Uber’s situation had a different shape but the same conclusion. The company burned through its entire 2026 AI budget in the first four months of the year. COO Andrew Macdonald said on a podcast, per Gizmodo, that the spending hadn’t led to a measurable increase in projects completed or developer productivity.
The maintenance problem
Speed at generation doesn’t reduce what comes after. Singapore Management University researchers published a report in April warning that AI-generated code introduces long-term maintenance costs into real software projects. Developer James Shore made the same argument in a blog post that went viral on Hacker News, writing that trading speed now for maintenance debt later isn’t obviously a good deal.

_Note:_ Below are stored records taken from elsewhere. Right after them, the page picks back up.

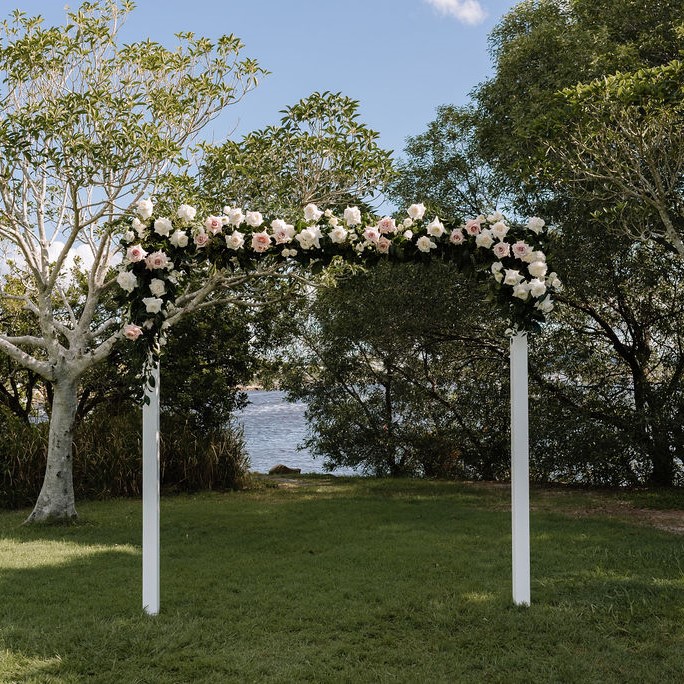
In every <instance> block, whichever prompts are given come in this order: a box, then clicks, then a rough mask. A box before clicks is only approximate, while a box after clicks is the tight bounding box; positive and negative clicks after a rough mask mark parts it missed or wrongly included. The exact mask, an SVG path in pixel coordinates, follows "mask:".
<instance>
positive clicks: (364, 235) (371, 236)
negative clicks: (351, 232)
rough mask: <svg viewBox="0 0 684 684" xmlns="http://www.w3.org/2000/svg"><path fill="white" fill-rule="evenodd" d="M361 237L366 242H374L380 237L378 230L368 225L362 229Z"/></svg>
mask: <svg viewBox="0 0 684 684" xmlns="http://www.w3.org/2000/svg"><path fill="white" fill-rule="evenodd" d="M363 237H364V238H365V239H366V240H367V241H368V242H373V243H376V242H377V241H378V240H379V239H380V231H379V230H378V229H377V228H376V227H375V226H368V227H367V228H366V229H365V230H364V231H363Z"/></svg>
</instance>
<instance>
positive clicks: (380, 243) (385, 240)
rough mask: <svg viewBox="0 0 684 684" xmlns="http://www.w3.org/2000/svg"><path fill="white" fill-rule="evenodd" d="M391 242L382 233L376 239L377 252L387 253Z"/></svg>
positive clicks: (383, 253)
mask: <svg viewBox="0 0 684 684" xmlns="http://www.w3.org/2000/svg"><path fill="white" fill-rule="evenodd" d="M391 244H392V242H391V241H390V240H388V239H387V238H386V237H385V236H384V235H383V236H382V237H380V239H379V240H378V252H380V254H387V253H389V247H390V245H391Z"/></svg>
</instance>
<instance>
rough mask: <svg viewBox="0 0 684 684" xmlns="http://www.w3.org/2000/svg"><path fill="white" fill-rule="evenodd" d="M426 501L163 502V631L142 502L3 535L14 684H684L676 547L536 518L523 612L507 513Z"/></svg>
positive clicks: (680, 618)
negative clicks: (263, 682) (145, 553)
mask: <svg viewBox="0 0 684 684" xmlns="http://www.w3.org/2000/svg"><path fill="white" fill-rule="evenodd" d="M410 490H411V488H410V486H408V485H405V486H401V487H399V488H398V490H396V491H395V492H394V493H392V491H391V487H389V486H388V485H382V486H377V487H375V488H373V486H371V487H370V488H368V487H367V486H366V485H363V486H360V487H357V488H353V489H352V490H351V491H347V493H346V494H342V493H340V494H339V495H335V496H333V497H330V496H329V495H328V493H325V494H323V495H322V497H321V498H316V496H315V493H314V495H313V497H312V494H311V492H301V493H300V492H289V491H288V492H273V493H271V494H268V495H262V494H259V493H254V494H250V493H242V494H233V495H218V494H211V495H200V496H182V497H174V498H169V499H164V500H163V501H162V559H161V572H162V614H161V615H159V616H157V617H156V618H150V617H149V616H145V615H143V614H142V613H141V610H140V601H141V599H140V555H139V554H140V548H139V525H140V518H139V512H140V506H139V504H136V503H135V502H126V501H122V502H106V503H101V504H88V505H87V506H83V511H82V514H83V516H84V518H85V519H86V521H88V522H87V524H85V525H82V526H77V527H70V528H66V529H63V530H59V529H55V528H39V529H27V528H16V527H15V528H11V527H10V528H9V529H8V527H9V526H7V525H5V534H4V539H3V540H2V541H1V542H0V543H4V544H5V546H2V547H0V548H2V549H3V551H2V552H0V568H2V571H1V574H0V595H2V596H3V597H7V598H6V600H5V601H3V604H2V607H1V608H0V615H2V621H1V623H0V624H1V627H0V629H1V630H2V632H1V633H2V640H3V646H2V648H3V649H5V653H4V656H2V661H0V662H2V663H3V666H2V668H3V669H1V670H0V680H3V677H4V678H5V680H7V681H12V679H13V678H14V679H16V680H18V681H30V680H31V678H35V680H36V681H49V679H48V678H49V677H53V678H59V679H55V681H74V682H76V681H102V682H108V681H112V682H136V681H139V682H187V681H193V682H203V681H207V682H214V681H215V682H223V681H283V682H285V681H314V680H315V681H354V682H357V681H358V682H366V681H436V682H439V681H459V682H461V681H464V682H470V681H473V682H478V681H484V680H487V681H495V682H529V681H532V682H534V681H601V682H612V681H615V682H618V681H620V682H623V681H624V682H628V681H641V682H650V681H659V682H668V681H672V682H675V681H681V679H682V676H681V675H683V674H684V672H683V671H682V665H681V662H680V661H681V658H680V653H681V647H682V644H683V643H684V631H683V629H682V624H684V614H683V610H682V609H683V606H684V601H683V597H682V590H683V588H684V584H683V581H682V573H681V569H680V567H679V565H678V563H679V560H680V559H681V553H682V544H681V543H680V541H679V539H677V538H673V537H672V536H670V535H666V534H659V533H654V532H653V531H651V530H644V529H641V528H635V527H632V526H629V525H625V524H622V523H619V522H614V521H604V520H598V519H592V520H586V519H583V520H572V519H568V518H567V517H563V516H559V515H553V514H546V513H544V514H540V515H535V516H533V524H532V527H533V530H532V531H533V541H532V565H533V595H532V600H533V605H532V607H531V608H529V609H519V608H515V607H513V606H512V605H511V602H510V516H509V514H508V513H507V512H505V511H500V510H490V509H489V507H488V506H489V504H488V503H485V505H484V506H480V507H478V506H477V505H475V503H474V502H473V498H472V497H473V495H472V492H468V491H460V490H458V489H454V488H452V487H446V488H444V487H441V486H435V487H434V488H431V487H430V486H426V487H419V488H416V489H414V491H413V493H411V491H410ZM0 522H1V521H0ZM27 544H29V545H30V546H27V547H25V548H24V550H25V551H28V552H29V553H27V554H25V557H26V560H22V558H21V553H20V551H18V550H17V549H18V547H22V546H23V545H27ZM117 545H119V546H117ZM41 549H42V550H41ZM38 554H43V555H44V556H45V558H44V559H43V558H40V559H39V560H40V561H41V562H37V563H36V564H35V565H34V566H33V567H32V566H31V565H30V563H29V562H28V559H29V557H30V556H34V557H36V556H37V555H38ZM50 559H52V562H48V561H49V560H50ZM43 561H44V562H43ZM41 678H42V679H41ZM3 681H4V680H3Z"/></svg>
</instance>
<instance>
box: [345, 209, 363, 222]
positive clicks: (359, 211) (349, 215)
mask: <svg viewBox="0 0 684 684" xmlns="http://www.w3.org/2000/svg"><path fill="white" fill-rule="evenodd" d="M344 221H345V223H346V224H347V225H348V226H358V225H359V223H361V210H360V209H359V208H358V207H347V208H346V209H345V210H344Z"/></svg>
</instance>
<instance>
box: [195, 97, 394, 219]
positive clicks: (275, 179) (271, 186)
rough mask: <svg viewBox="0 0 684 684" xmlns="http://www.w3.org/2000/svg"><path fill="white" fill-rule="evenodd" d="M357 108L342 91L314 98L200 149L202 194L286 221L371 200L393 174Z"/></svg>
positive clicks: (389, 158)
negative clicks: (253, 210) (270, 215)
mask: <svg viewBox="0 0 684 684" xmlns="http://www.w3.org/2000/svg"><path fill="white" fill-rule="evenodd" d="M358 108H359V103H358V102H357V101H356V100H352V99H351V98H349V97H346V96H345V95H342V94H341V93H329V92H324V93H313V94H311V95H309V97H306V98H304V99H302V100H300V101H299V102H297V103H296V104H294V105H292V106H289V107H286V108H285V109H284V110H283V112H282V113H283V117H282V119H281V121H280V125H278V126H268V127H267V128H265V129H262V130H259V131H253V132H251V133H248V134H247V135H246V136H244V137H243V139H242V140H240V141H239V142H235V141H232V140H228V141H226V142H225V143H223V144H222V145H218V146H217V145H205V146H204V152H205V157H204V162H203V165H202V168H201V172H200V176H199V192H200V194H202V195H203V196H204V197H208V198H212V197H227V198H229V199H230V202H231V203H232V204H233V205H234V206H241V207H245V206H246V207H254V208H257V209H258V210H259V211H261V212H264V213H268V214H273V215H278V216H285V217H291V216H292V214H293V212H299V211H300V210H301V208H302V207H304V206H306V205H307V204H309V203H313V204H317V205H319V206H323V207H326V208H328V209H338V210H343V209H344V208H345V207H346V206H348V205H362V204H363V203H364V201H365V202H366V203H367V202H372V200H373V198H375V197H377V195H378V192H379V191H381V190H382V189H383V188H384V187H385V186H386V185H387V183H388V182H389V181H390V180H391V179H392V178H393V177H394V172H393V167H392V160H391V153H390V152H387V151H386V150H383V149H382V148H381V147H379V145H378V144H377V139H378V133H377V132H376V131H374V130H372V129H370V128H368V127H367V126H366V125H365V124H363V123H362V122H361V121H359V114H358Z"/></svg>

Code review company CodeRabbit says its analysis of open source pull requests found AI-produced code contained 1.7 times more problems than human-written code. That stat comes from a company selling a product for catching those problems, so it deserves skepticism, but independent researchers have found similar issues.
The practical takeaway
The METR recruitment failure doesn’t mean AI coding tools aren’t useful. Most developers clearly find them valuable enough to refuse working without them. The harder question is whether that attachment is grounded in actual output gains or whether, as the 2025 study suggested, the feeling of productivity is outrunning the reality.
Cognition CEO Scott Wu, whose company makes Devin, told TechCrunch on May 29 that he currently rates Devin’s skill between a junior and mid-level programmer depending on the task. The SMU researchers suggest a more measured approach: understand what AI does and doesn’t do well, build QA processes designed for AI output, and keep architecture and security decisions in human hands.
That’s less dramatic than the productivity multiplier framing, but it’s what the evidence actually supports.